As for the Democrats, they're naïve (or lazy) enough to believe that Gore is Clinton without the sex addiction, and that he really cares (see above). And what are Democrats afraid of? Republicans.

Apparently, given the overwhelming majority that supported Prop. 22, they're also afraid of queers. That's right: a huge hunk of registered California Democrats actually voted to deny homosexuals the right to marry.

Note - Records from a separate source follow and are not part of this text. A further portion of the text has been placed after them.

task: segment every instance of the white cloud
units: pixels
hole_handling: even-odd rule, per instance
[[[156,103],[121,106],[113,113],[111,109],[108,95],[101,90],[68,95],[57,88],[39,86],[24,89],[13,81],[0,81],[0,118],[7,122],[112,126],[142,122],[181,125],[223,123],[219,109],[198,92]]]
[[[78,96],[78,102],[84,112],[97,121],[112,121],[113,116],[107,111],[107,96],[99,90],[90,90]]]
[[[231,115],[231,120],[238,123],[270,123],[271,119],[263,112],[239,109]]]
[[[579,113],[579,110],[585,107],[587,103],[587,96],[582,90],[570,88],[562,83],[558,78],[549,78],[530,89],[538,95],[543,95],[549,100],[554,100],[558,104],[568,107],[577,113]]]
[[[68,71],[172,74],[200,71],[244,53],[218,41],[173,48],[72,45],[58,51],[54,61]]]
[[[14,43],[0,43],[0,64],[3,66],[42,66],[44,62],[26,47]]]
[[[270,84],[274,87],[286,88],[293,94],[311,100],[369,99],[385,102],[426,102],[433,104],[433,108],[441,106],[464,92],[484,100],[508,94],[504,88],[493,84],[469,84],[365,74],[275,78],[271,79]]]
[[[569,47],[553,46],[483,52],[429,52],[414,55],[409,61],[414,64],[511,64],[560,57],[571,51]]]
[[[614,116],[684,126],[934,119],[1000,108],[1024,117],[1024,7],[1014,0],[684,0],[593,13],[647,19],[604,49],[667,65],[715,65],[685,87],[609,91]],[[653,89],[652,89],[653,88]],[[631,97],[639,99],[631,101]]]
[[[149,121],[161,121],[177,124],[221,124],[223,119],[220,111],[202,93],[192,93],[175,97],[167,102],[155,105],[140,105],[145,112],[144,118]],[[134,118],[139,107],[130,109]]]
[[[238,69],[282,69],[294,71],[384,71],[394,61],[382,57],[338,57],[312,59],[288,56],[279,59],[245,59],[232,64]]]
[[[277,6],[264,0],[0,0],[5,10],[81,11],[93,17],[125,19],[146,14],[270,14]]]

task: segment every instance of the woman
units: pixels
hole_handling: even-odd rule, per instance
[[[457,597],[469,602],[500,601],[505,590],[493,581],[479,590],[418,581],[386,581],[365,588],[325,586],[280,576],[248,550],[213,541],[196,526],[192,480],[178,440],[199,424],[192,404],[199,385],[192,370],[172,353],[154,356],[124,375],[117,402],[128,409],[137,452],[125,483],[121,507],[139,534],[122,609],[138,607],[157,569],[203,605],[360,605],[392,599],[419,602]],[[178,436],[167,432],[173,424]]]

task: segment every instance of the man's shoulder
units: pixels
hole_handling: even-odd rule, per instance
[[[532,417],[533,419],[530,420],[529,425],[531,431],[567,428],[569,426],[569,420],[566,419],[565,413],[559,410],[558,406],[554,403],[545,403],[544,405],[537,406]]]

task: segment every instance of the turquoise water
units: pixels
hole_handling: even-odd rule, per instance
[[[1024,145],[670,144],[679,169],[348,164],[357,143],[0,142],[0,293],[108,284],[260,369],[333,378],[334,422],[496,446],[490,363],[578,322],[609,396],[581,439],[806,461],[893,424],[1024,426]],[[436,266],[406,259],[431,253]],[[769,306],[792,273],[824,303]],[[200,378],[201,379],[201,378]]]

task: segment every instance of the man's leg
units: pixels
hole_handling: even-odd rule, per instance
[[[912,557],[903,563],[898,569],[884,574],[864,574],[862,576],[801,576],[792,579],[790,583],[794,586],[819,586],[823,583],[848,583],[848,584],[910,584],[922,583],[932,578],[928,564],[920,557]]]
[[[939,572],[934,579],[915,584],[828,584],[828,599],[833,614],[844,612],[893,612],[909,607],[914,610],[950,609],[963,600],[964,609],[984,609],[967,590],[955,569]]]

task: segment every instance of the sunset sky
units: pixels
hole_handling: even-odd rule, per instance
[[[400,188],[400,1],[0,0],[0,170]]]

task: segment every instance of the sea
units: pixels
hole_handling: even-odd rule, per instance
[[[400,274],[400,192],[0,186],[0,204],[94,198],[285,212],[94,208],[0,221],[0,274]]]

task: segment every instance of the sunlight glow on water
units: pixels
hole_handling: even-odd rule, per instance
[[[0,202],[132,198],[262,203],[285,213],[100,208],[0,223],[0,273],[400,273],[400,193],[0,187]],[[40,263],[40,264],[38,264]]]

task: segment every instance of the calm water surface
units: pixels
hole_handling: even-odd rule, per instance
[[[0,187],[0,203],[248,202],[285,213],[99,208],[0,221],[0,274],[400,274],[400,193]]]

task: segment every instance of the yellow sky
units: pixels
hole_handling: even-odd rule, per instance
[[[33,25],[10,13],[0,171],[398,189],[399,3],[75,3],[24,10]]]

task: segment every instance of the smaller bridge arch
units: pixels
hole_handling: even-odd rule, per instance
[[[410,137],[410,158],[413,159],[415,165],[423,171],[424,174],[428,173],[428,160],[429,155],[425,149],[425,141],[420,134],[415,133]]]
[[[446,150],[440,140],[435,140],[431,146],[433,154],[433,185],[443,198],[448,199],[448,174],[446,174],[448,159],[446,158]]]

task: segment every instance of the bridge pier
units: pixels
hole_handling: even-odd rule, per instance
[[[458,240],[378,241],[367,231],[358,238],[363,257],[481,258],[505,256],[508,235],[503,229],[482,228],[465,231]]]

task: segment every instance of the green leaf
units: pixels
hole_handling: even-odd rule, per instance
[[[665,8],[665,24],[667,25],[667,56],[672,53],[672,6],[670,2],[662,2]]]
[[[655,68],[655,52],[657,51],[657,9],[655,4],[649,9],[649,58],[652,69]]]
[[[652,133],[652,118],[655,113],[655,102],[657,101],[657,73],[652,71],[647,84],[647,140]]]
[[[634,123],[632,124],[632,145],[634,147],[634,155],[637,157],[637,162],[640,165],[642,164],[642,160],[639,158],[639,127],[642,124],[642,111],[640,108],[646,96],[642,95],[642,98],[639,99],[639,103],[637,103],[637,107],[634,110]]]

Forget for a moment what an egregious violation of the separation of church and state this moral legislation represents, and forget for a moment what 66% of Californians seemingly have -- that sexual preference is as genetically determined as skin pigment or hairline. Consider simply that in a state that ranks first in prison cells per capita and 41st in education spending, someone found the idea of homosexual marriage so profoundly unsettling that they felt compelled to ban it.


Music and politics are uneasy bedfellows. There's a fine line between conscience and the kind of pedantic condescension that tunes us out. Music that moves nations -- Bob Marley's, Fela Kuti's -- comes from a pain that few people will ever know. Most humble musicians understand that their job is to make music that opens hearts, not to make music that changes minds.

I do know that, for all of their faults, the people I have met in and around improvisational music have the most open, tolerant, and brave hearts I've ever known. Most of you, even in your adolescent years, have understanding that far exceeds that of your parents. Music has done its part to reveal certain truths to you, but truth can be a blessing and a curse. It sets us free, but it binds us to act on it at the same time. It asks us to face our fears.

I won't preach about voting, even if you're from California. I'm no model citizen, and frankly, I'd rather see a small, well-informed electorate than a booming, ignorant one. But more importantly, democracy isn't something we ought to practice once every two years. Freedom demands more vigilance than that.

Prop. 22 is proof positive that the agents of fear are active in our democracy. They don't just vote; they set agendas, and they're slowly backing good people into a corner of complacency and silent subversion. So as the general election approaches, be aware, be open, be honest, and if the spirit moves you, be bold.


Chris Bertolet would like to wish Phil Lesh a very Happy 60th Birthday, and 40 more.